Bayer declined to comment, while Monsanto spokespeople could not immediately be reached.
The agreement, if it is confirmed, would be the biggest ever all-cash deal and the biggest acquisition by a German company. It will also divide analysts and Bayer shareholders, some of whom see merit in a combination that would create the world's No. 1 supplier of farm-inputs, while others fret that Bayer is overstretching to expand into a low-margin market.
Bayer's return on its investment in Monsanto is likely to be about 7% by 2020, below the bidders current cost of capital of 7.7%, according to Exane BNP Paribas analysts. Fund manager Henderson Group plc, one of Bayer's top 20 shareholders, has asked the company to use its cash to buy back shares.
Monsanto shareholders are unlikely to have any such conflicts.
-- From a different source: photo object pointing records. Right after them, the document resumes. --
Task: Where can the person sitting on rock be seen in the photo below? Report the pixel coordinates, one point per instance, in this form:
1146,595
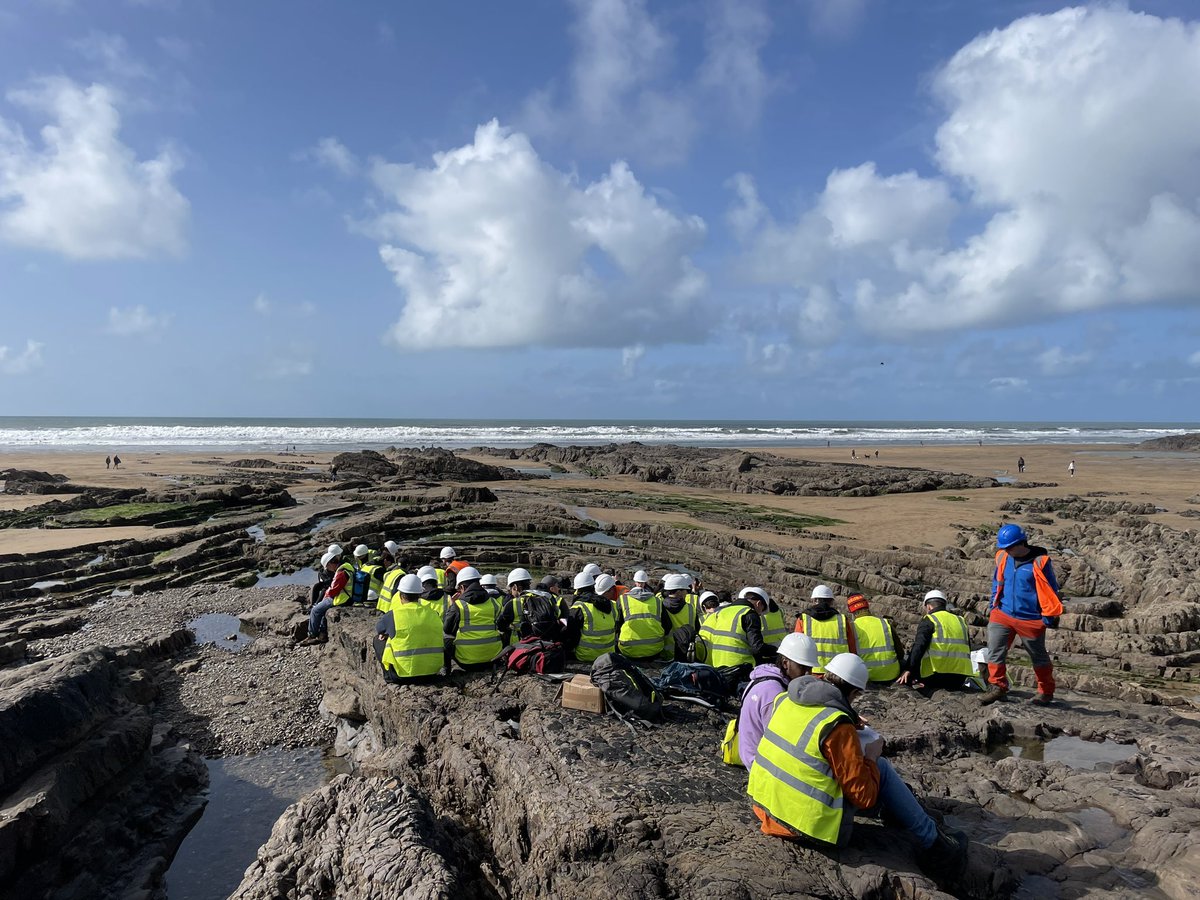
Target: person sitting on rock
829,629
642,622
472,621
337,594
814,772
409,641
773,625
876,640
941,652
529,612
433,594
1025,603
733,635
592,623
797,655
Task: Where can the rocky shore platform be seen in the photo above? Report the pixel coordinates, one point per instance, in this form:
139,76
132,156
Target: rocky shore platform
125,663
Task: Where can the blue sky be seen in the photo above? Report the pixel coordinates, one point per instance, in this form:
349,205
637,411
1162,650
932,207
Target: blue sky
721,209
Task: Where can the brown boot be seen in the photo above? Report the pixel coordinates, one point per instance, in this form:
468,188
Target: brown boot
993,694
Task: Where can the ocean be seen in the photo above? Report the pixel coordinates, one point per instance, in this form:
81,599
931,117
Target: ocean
49,433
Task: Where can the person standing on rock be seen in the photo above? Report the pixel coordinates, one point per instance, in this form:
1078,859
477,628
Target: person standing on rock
941,652
829,629
472,619
733,635
876,641
815,771
337,594
409,642
592,621
797,655
1025,601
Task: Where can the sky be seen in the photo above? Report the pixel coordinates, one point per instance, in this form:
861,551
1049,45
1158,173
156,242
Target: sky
618,209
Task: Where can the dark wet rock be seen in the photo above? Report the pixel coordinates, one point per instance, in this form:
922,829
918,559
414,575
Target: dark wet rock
367,838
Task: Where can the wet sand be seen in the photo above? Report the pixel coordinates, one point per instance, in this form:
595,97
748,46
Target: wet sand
894,520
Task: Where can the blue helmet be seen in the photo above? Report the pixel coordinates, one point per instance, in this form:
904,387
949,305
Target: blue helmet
1008,535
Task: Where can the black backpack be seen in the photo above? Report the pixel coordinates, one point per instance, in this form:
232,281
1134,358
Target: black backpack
539,617
625,687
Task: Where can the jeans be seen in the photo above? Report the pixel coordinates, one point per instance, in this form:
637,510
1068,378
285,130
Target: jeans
317,617
897,799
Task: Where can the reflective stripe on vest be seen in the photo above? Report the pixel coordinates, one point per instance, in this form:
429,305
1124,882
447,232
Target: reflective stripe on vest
390,580
773,627
641,628
877,647
599,635
791,778
726,637
1048,600
829,636
948,652
419,647
347,592
478,640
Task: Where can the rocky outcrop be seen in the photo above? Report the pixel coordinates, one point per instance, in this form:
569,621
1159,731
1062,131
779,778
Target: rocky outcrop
94,797
364,838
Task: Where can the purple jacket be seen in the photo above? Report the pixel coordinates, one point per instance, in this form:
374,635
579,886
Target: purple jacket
757,705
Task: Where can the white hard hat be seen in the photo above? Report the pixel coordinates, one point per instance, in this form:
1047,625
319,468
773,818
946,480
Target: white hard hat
675,582
799,648
745,592
466,574
850,669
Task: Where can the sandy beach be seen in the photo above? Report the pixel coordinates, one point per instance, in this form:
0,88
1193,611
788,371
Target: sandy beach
929,519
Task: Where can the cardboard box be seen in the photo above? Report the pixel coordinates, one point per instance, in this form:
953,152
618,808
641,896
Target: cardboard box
581,694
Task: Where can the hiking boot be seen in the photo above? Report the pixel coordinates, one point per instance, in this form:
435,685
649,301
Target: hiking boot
991,695
946,858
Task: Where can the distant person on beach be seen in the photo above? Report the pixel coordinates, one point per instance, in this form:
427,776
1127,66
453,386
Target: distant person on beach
1025,603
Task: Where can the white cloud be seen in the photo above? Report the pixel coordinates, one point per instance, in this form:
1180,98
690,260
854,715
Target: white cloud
737,31
493,247
622,97
333,154
84,193
1073,136
136,322
21,363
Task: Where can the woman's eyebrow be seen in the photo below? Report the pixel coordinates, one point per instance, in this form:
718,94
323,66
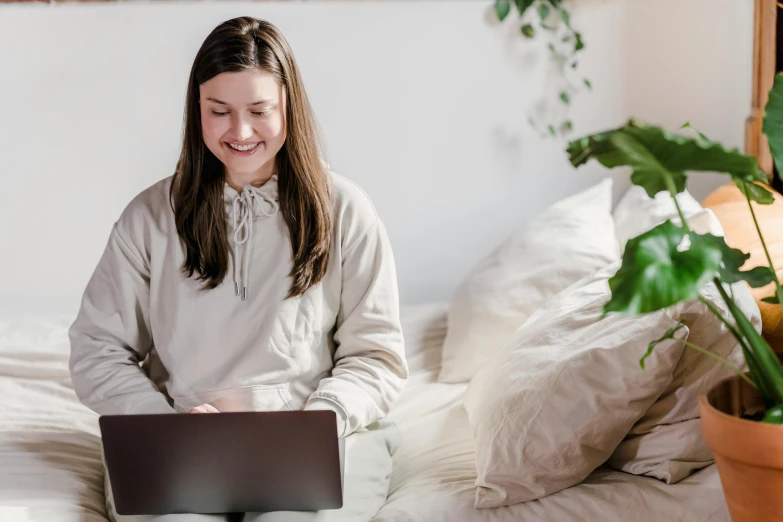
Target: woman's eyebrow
259,102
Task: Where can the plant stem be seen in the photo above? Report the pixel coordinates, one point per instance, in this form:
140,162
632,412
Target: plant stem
778,288
732,367
763,363
673,191
719,315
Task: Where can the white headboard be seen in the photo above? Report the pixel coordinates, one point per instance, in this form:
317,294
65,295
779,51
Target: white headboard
421,103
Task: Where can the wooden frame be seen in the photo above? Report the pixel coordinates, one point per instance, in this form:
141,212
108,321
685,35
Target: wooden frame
764,68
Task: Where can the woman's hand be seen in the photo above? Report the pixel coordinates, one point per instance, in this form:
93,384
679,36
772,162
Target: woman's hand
204,408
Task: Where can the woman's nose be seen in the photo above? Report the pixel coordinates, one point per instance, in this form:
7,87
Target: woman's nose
242,129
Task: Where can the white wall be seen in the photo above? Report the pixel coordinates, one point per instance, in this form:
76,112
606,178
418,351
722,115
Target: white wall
421,103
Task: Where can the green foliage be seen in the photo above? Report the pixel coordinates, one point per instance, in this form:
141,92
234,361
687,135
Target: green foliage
565,42
670,334
670,263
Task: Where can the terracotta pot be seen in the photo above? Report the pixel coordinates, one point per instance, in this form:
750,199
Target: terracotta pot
749,454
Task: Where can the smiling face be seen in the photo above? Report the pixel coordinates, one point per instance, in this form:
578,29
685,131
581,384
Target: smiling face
243,124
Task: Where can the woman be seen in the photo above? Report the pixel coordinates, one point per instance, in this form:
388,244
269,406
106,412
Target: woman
253,279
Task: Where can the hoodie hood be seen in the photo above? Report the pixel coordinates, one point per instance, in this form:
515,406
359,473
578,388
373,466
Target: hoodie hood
242,209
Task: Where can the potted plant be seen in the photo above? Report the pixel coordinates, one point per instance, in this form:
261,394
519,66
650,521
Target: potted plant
741,416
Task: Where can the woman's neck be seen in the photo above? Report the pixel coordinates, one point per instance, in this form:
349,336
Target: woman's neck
258,178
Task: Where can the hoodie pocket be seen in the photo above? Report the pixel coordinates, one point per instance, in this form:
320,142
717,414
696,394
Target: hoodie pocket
261,397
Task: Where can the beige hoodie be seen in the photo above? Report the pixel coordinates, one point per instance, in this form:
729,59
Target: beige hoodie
339,346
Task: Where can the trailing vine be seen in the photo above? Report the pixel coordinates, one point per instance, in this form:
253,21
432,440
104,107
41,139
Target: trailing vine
552,19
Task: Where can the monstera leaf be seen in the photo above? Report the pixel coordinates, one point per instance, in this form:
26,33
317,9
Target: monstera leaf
659,159
670,264
733,259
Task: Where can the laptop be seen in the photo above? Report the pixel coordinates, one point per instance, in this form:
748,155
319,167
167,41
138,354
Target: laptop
224,462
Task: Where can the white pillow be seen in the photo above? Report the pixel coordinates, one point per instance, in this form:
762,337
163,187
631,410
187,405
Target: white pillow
568,241
666,443
636,212
557,400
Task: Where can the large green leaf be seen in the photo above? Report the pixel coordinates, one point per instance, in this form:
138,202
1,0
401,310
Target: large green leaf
773,121
668,335
752,191
658,157
731,262
657,271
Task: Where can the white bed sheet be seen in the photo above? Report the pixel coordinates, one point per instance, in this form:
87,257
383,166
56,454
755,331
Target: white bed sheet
51,470
50,461
434,472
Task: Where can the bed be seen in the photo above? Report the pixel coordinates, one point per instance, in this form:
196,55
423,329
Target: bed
51,464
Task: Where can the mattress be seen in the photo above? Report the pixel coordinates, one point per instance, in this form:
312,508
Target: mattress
434,473
50,463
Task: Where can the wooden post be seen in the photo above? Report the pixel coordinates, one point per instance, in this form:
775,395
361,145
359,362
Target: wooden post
764,52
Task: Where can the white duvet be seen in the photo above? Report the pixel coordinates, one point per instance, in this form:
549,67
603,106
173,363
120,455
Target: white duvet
50,463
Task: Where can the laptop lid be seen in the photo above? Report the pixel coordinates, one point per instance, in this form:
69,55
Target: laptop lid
224,462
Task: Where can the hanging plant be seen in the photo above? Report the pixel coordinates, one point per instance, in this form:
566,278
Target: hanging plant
553,21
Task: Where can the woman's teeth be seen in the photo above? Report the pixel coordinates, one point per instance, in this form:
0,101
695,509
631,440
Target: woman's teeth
243,147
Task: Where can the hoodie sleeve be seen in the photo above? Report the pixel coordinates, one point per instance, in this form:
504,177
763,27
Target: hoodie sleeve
111,335
369,368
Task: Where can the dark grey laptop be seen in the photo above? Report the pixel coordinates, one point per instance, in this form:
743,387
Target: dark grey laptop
224,462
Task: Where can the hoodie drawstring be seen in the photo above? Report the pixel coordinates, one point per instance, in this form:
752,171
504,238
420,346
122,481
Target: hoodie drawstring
242,217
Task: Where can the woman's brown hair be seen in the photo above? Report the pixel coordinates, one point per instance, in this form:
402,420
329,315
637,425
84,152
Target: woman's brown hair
241,44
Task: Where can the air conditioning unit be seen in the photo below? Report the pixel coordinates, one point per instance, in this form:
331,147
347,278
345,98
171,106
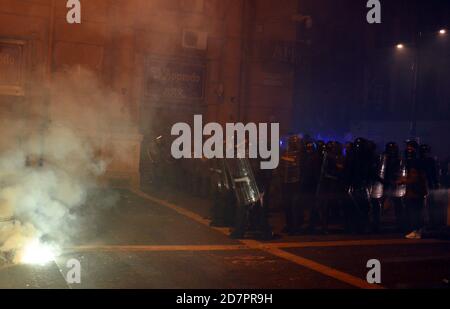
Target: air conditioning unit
193,39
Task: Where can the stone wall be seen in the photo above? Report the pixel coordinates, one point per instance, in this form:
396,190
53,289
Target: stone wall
247,74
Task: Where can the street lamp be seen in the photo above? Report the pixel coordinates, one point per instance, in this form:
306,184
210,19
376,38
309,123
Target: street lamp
415,69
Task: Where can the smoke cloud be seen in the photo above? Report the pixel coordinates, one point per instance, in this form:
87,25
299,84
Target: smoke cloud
51,161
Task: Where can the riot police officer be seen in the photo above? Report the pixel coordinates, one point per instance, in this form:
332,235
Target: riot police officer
310,167
431,170
223,201
290,177
328,186
359,175
390,169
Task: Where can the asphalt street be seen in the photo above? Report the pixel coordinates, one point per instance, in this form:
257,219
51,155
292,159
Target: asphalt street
147,242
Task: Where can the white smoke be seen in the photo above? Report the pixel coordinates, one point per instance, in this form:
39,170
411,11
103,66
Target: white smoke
50,164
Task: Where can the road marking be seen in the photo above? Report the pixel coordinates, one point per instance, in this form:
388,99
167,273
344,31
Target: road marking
416,259
253,244
354,243
156,248
323,269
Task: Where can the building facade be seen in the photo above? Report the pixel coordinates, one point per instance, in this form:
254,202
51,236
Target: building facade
158,61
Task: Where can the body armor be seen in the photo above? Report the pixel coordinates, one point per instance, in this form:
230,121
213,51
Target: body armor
291,161
243,181
377,190
219,177
400,189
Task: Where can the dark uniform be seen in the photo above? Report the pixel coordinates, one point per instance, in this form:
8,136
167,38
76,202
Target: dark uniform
431,169
416,187
290,173
359,175
223,199
390,168
309,180
328,186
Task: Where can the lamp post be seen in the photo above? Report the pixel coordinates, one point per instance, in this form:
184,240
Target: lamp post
417,47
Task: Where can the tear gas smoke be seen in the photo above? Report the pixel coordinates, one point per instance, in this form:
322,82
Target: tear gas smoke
50,165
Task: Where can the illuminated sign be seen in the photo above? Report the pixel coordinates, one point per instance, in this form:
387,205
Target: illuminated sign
11,67
169,80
An offer of $129 a share may be below the $131 to $135 per share that CEO Hugh Grant had hoped for, but represents a 22% premium to the target's closing price on Tuesday.
Monsanto shares closed Tuesday at €106.10, but rose in pre-market trading to $109, up $2.90, or 2.7%.
The new bid, which according to reports was approved by Monsanto's board on Tuesday, is also said to include a $3 billion break fee, twice the size of the fee included in earlier offers.
To put that in context, the new break fee is worth 30% more than Monsanto's 2015 fiscal year profit of $2.3 billion and is twice its forecast free cash flow for the current year of $1.4 billion to $1.6 billion. That is a sizeable bit of insurance for Monsanto, whose management has remained skeptical that regulators in both the U.S. and Europe will allow a deal to proceed without imposing concessions that would make Bayer balk.
The combination of Bayer's crop chemicals business, which ranks No.2 in the world behind Syngenta (SYT) , with the world's largest seed maker will create a company accounting for just under a third of the global market for farm-inputs.
It also comes at a time when deal making threatens to drastically cut competition in the agricultural supplies sector. Syngenta, which last year rejected a takeover by Monsanto, is in the process of finalizing a takeover by ChemChina, while Dow Chemical (DOW) and Du Pont (DD - Get Report) are working to merge and spin off their seeds and farm chemicals operations.